EMPEROR MAGNIFICUS MINIMUS: One of the Roman Empire’s least remembered Emperors, Minimus decided that what Rome really needed was an air force. Unfortunately for him, planes hadn’t been invented yet and his experiments with hurling Roman soldiers wearing giant umbrella hats into the air with a catapult proved disastrous.
KUKLA KHAN: The last leader of the Mongol Empire, who’s full name was Kukla Khan Andollie, decided to invade Afghanistan and turn it into a mini-Mongolia. He spent twelve years chasing goat herders through the mountains before abandoning the place in disgust, only to find out that the Mongol Empire had collapsed in his absence.
SOPHISTRES: Probably the least influential Greek philosopher, Sophistres’ main theory centered around the power of deception, declaring that if a man truly believed an untruth, then it became a fact. He met his untimely end field-testing his theory by convincing himself that he was the toughest guy in the room. He wasn’t.

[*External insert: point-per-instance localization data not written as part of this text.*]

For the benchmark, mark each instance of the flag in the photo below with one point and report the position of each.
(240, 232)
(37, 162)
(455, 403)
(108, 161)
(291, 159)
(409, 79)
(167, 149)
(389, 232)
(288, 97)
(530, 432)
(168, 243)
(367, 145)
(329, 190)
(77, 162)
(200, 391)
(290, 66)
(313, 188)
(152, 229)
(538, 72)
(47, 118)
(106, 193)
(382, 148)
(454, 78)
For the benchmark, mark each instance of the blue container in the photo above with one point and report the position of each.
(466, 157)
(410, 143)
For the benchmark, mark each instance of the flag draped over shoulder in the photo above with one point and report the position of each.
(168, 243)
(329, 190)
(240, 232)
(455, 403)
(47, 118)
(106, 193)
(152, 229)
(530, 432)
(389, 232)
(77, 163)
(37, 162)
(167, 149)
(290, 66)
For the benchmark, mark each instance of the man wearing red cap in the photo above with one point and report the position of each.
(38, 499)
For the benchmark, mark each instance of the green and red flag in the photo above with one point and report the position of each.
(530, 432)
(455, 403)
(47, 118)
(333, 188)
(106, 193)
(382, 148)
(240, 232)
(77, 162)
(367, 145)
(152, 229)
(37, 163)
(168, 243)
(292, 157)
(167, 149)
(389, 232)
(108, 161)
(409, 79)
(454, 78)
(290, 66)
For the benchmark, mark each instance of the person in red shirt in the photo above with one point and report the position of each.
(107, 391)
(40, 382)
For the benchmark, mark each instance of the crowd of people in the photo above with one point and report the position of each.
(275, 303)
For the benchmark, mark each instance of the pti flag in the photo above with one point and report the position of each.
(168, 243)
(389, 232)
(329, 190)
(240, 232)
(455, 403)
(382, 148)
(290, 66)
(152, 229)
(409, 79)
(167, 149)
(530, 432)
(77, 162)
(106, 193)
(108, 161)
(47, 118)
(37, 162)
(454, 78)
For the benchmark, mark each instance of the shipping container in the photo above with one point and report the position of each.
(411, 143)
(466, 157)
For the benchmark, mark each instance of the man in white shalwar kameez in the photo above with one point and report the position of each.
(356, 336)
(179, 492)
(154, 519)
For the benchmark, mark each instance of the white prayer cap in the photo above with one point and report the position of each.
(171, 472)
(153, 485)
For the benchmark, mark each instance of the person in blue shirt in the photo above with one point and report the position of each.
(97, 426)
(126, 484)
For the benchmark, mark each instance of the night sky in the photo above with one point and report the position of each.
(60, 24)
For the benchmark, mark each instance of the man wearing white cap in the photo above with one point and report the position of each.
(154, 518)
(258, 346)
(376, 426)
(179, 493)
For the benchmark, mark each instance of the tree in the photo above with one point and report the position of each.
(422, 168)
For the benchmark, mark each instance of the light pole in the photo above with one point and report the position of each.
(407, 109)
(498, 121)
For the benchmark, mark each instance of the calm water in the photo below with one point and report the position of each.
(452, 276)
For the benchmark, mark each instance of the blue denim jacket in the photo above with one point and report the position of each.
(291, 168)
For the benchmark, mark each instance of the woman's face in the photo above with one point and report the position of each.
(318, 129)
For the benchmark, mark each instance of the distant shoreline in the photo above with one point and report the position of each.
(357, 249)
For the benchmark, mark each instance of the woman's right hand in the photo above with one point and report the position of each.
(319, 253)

CHARLES THE MUNDANE: Very little is known about King Charles The Mundane of France, who was thought to have ruled sometime in the 1400’s, no one’s really quite sure. Apparently the guy was so nondescript that there are few records of his brief reign, and no amusing anecdotes survive him.
JUAN FORDAMONNI, EXPLORER: This Portuguese seafarer wanted to outdo his famous countryman Vasco da Gama, the man who sailed around the southern tip of Africa to India. Unfortunately for Juan Fordamonni, his only discoveries were Spain, which Portugal knew about, and the fact that he got really, really seasick.
SIR LANCEALITTLE OF CHUMPLEY: One of the earliest and least successful Crusaders, Sir Lancealittle led an army of English knights to invade the Holy Land, but his poor sense of direction saw his avenging army overshooting the mark by a couple of thousand miles, where they wound up attacking a Buddhist monastery in Tibet.
TITUS WORMWOOD, INVENTOR: Mr. Wormwood was a talented tinkerer and inventor in the late 1800’s who was just a little off the mark when it came to important innovations. His most famous idea was the double decker railroad car, figuring to double the passenger capacity. Unfortunately for Titus Wormwood, the maiden trip was through the Hoosac Railroad Tunnel in Massachusetts. It was quite the disaster.
TRAVIS T. “BULLDOG” JONES, INDIAN SCOUT: Bulldog Jones was something less than a legend of the Old West. Hired by General George Custer to scout the Badlands of The Dakota Territories for Sioux warriors, Travis T. Jones told the ill-fated General “There ain’t any Injuns around these here parts for a hundred miles, sir. I say set up camp over yonder on that hill, I believe they call it the Little Big Horn.”
OPHELIA KIDNEY, PIONEERING NURSE: In Boston in 1924, Ophelia Kidney was the nurse who instituted the practice of asking patients their mother’s maiden name and emergency contact information when they were bleeding and incoherent. There is no statue of her in Boston, or anywhere else.